Reseñas LIJ: ‘Alma y la isla’ de Mónica Rodríguez

Alma y la isla de Mónica Rodríguez. Anaya, 2016. Cartoné, 120 pp., 12,00 €.

 

Por José R. Cortés Criado.

 

Mónica Rodríguez toma nota de una noticia que hace referencia a la solidaridad de los más necesitados y, como no le es ajeno el sufrimiento humano, ha escrito una bonita historia de niños cargada de cariño y solidaridad.

La trama sucede en una isla donde la vida es tranquila y monótona hasta que comienzan a llegar migrantes, unos vivos, en barcazas y otros muertos, arrastrados por las olas. Todo cambia para sus habitantes, para los mayores porque son conscientes del dolor y el desgarro que representan esas llegadas, para los pequeños porque no pueden alcanzar a comprender lo que sucede.

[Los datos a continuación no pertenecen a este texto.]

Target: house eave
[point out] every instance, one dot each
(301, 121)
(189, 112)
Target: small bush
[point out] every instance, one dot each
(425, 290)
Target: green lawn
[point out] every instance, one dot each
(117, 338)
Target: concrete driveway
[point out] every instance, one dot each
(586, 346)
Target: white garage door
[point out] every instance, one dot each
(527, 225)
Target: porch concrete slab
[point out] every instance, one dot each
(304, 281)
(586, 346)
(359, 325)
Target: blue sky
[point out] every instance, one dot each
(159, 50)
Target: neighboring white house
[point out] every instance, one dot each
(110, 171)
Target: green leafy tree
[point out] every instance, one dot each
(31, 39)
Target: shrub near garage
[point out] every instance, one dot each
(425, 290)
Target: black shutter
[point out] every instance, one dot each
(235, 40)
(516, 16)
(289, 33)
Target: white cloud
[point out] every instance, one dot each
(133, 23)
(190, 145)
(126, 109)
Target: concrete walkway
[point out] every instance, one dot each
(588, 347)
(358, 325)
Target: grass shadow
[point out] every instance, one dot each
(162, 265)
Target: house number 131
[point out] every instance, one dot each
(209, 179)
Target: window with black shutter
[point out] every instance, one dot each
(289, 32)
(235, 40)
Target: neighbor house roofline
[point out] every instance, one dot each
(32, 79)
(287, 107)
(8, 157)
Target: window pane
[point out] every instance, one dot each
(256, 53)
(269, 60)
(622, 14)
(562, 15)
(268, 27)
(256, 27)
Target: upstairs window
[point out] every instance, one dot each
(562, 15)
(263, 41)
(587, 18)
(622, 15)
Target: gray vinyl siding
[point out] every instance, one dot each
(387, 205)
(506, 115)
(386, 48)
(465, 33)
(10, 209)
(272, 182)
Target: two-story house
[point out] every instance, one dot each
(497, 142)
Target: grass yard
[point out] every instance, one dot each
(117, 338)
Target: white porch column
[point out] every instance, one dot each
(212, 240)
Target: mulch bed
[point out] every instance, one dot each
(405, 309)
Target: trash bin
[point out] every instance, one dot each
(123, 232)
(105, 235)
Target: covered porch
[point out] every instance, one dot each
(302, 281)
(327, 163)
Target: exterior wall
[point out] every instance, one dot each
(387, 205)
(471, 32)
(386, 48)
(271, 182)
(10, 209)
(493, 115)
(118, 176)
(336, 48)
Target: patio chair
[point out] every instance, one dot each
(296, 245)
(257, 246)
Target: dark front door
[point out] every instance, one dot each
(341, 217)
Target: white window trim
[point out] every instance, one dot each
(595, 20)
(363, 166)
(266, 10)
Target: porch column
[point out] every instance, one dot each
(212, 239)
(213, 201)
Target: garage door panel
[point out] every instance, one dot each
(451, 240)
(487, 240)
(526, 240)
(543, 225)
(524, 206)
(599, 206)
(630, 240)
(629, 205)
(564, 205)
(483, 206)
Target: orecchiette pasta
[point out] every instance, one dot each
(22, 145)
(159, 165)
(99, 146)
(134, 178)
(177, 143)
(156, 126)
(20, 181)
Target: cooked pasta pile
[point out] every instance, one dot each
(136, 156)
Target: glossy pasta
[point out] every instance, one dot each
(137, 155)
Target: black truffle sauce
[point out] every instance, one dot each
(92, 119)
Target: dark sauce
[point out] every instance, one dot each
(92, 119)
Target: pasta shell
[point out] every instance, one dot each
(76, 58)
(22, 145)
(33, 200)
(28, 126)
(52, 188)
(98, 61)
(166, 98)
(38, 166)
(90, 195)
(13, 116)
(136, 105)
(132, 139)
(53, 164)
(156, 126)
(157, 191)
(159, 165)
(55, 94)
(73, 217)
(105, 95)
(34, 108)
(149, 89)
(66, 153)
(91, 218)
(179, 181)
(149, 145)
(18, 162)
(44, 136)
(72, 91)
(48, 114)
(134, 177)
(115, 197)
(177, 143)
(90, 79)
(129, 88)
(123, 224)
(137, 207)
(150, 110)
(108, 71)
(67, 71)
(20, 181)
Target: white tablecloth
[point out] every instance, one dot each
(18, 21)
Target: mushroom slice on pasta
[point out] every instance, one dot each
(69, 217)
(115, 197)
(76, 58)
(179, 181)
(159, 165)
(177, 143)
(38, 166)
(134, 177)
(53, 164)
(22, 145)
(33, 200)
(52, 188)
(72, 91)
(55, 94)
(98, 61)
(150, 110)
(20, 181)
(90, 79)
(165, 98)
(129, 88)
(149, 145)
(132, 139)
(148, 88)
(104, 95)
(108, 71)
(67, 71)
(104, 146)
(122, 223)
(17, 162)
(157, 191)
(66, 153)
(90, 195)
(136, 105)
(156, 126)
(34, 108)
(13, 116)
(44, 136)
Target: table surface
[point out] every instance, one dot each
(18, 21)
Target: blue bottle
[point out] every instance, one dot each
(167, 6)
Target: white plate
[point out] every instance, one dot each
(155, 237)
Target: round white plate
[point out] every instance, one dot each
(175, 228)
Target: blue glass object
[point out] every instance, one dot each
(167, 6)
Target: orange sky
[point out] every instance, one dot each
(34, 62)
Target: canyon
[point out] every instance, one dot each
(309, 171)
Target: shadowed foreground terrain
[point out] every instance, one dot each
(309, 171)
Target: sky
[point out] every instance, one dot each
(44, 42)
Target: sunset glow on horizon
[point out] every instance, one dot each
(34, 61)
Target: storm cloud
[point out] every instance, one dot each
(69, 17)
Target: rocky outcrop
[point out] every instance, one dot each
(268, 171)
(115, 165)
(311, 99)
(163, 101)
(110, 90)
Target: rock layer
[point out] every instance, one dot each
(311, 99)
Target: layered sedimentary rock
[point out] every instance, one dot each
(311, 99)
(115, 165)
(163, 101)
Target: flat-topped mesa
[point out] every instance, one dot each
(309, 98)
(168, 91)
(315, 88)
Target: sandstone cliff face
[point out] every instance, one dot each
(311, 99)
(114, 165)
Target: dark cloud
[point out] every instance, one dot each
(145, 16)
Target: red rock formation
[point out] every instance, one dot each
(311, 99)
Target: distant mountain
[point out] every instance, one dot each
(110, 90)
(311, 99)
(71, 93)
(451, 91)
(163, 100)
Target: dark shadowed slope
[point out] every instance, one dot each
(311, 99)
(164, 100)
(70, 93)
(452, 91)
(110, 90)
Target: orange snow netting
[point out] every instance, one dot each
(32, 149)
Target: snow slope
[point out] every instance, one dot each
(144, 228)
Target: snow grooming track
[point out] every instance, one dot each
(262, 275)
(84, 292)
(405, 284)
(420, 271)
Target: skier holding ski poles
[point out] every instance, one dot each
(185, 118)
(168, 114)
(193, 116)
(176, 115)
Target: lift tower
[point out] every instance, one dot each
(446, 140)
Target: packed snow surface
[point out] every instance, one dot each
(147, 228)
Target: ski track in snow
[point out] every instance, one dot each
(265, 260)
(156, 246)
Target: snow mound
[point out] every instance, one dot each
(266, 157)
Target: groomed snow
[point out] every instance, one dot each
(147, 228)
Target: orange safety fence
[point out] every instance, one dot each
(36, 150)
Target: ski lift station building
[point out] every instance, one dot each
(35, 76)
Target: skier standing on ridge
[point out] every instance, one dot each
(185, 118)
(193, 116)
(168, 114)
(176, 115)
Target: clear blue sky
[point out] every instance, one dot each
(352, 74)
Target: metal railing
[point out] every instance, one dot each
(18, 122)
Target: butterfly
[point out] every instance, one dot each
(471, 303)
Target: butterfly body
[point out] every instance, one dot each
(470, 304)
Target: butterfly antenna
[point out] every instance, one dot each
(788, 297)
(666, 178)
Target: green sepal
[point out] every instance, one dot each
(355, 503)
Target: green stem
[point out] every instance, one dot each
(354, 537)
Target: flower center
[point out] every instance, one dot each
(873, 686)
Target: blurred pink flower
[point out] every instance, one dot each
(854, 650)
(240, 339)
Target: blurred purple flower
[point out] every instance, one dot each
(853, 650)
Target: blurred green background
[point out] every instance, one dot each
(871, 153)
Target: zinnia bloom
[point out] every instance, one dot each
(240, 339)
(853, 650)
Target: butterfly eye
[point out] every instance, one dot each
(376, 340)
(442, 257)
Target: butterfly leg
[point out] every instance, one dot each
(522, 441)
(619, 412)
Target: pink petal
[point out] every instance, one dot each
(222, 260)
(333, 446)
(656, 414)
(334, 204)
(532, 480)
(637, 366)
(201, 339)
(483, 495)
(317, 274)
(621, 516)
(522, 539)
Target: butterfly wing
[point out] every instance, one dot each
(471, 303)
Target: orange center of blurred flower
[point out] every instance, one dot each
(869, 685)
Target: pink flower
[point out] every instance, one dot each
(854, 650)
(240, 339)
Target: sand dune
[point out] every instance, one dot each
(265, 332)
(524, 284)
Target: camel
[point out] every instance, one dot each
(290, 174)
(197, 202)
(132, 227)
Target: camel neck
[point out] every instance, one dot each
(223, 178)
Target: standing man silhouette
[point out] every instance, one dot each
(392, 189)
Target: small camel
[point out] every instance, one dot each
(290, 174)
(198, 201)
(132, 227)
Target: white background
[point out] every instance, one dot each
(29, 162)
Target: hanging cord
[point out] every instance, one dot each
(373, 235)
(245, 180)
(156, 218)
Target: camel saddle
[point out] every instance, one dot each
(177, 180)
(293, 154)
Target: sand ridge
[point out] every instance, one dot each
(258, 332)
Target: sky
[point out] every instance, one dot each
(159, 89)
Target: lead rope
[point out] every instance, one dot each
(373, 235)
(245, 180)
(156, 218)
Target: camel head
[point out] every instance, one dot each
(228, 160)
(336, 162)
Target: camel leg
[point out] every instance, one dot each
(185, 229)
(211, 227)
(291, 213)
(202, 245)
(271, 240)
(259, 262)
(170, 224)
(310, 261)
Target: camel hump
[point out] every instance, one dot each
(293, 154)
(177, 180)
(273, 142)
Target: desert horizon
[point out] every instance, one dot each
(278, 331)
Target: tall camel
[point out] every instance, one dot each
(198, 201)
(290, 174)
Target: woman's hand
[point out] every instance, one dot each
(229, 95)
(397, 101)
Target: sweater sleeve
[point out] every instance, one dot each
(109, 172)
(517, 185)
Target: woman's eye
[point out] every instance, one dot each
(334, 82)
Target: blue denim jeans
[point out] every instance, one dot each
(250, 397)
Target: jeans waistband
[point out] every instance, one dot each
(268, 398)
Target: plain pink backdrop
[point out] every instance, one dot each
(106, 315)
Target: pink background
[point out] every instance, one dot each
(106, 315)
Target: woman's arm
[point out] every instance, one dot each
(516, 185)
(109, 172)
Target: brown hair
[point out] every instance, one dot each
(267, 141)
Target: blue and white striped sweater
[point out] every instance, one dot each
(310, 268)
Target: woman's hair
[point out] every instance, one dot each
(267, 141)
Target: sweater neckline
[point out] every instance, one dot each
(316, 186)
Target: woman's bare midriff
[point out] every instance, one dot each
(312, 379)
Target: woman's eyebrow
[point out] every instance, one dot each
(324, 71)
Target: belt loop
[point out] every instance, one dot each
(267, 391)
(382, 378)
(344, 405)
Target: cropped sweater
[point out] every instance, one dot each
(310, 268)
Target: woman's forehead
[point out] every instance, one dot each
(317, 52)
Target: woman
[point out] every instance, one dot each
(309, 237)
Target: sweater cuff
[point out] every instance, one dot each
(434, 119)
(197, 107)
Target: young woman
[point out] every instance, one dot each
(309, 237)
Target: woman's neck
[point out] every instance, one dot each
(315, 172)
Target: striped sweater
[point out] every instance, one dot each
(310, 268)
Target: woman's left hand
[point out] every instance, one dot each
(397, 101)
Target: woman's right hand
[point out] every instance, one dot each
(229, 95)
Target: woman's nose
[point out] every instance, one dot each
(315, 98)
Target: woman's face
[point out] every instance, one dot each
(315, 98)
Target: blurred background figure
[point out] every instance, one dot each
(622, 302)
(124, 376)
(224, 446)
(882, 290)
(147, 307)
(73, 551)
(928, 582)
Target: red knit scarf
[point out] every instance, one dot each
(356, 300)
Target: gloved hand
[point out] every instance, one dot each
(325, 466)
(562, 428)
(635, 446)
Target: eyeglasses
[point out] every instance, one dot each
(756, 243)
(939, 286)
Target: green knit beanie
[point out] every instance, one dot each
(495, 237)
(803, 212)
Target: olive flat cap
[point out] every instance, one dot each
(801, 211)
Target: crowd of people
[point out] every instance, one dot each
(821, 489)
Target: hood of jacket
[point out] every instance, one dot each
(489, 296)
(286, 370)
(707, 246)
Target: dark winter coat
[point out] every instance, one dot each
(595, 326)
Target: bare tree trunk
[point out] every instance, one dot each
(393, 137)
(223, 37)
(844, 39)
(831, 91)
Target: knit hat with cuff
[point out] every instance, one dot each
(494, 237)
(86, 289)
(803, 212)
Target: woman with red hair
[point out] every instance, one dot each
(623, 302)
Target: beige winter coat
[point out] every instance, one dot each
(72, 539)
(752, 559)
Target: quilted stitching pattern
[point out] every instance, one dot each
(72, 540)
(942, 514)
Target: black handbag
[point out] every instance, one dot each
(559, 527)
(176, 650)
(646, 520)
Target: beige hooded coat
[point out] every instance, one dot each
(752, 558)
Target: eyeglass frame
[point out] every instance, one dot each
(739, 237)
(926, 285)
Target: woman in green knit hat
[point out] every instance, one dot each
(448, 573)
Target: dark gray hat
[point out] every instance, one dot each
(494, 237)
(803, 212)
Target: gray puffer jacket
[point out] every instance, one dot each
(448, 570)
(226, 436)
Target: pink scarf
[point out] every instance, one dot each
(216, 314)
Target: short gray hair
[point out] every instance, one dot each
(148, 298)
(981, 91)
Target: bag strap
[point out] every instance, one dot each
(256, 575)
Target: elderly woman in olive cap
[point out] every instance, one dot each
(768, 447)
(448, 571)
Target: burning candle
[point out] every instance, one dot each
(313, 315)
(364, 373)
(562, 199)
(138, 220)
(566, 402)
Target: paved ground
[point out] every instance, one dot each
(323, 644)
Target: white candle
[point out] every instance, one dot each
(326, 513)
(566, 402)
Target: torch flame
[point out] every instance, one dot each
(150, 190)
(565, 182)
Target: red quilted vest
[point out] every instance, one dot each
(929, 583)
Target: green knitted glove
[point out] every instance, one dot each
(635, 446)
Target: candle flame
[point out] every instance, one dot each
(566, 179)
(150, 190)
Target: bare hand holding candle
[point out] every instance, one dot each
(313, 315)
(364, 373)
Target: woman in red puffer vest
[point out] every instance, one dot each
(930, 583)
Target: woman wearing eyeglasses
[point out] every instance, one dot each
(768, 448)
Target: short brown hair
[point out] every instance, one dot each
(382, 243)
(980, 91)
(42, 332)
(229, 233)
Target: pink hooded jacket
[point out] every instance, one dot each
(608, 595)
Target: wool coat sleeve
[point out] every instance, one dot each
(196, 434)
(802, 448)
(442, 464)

Los protagonistas son Otto y Alma. El primero es un niño, el pequeño de los hermanos, que no termina por aceptar que una extraña sea acogida en su casa. Alma es una niña negra que llegó a la isla sin familiar alguno, que se siente pérdida y aterrada en un lugar extraño.

Otto siente repulsión por su sola presencia, se ha sentido relegado en el cariño familiar, incluso ha perdido su dormitorio, y no llega a aceptar a la intrusa; paralelamente siente pena por ella, esa ambivalencia le hace sentirse mal y no ser totalmente comprendido por su familia.

Alma es África, su nombre es Almaz Sebhat, representa a todos los expulsados de su tierra que buscan un lugar donde vivir en paz en Europa, y es el reflejo que nos hace llegar la escritora para que no olvidemos esta tragedia, tan repetida y tan presente en nuestra sociedad.

El libro está escrito con la habilidad y maestría a la que nos tiene acostumbrado su autora, es valiente y arriesgado en su argumentación, pero directo en su mensaje, donde se mezclan realidad y sueño, por medio del relato de las vivencias de los habitantes de la isla y los acogidos, y los sueños que provocan en Otto la presencia de un amuleto que le hace recrear en sueños la historia de Alma.

El libro está estructurado en cuarenta y tres capítulos muy breves más un apéndice, y acompañado de muchas ilustraciones, que Ester García ha elaborado con suma calidad.

Los dibujos son muy coloristas y están cargados de realismo y lirismo a partes iguales. Son de tal habilidad que ellos solo pueden conformar una historia, aunque su aporte al texto escrito es fundamental, enriqueciendo aún más la magia de las palabras.

Bonita historia, cargada de simbología y magia, donde sentimientos solidarios y relaciones personales se unen, que ha obtenido el XIII Premio Anaya de Literatura Infantil y Juvenil.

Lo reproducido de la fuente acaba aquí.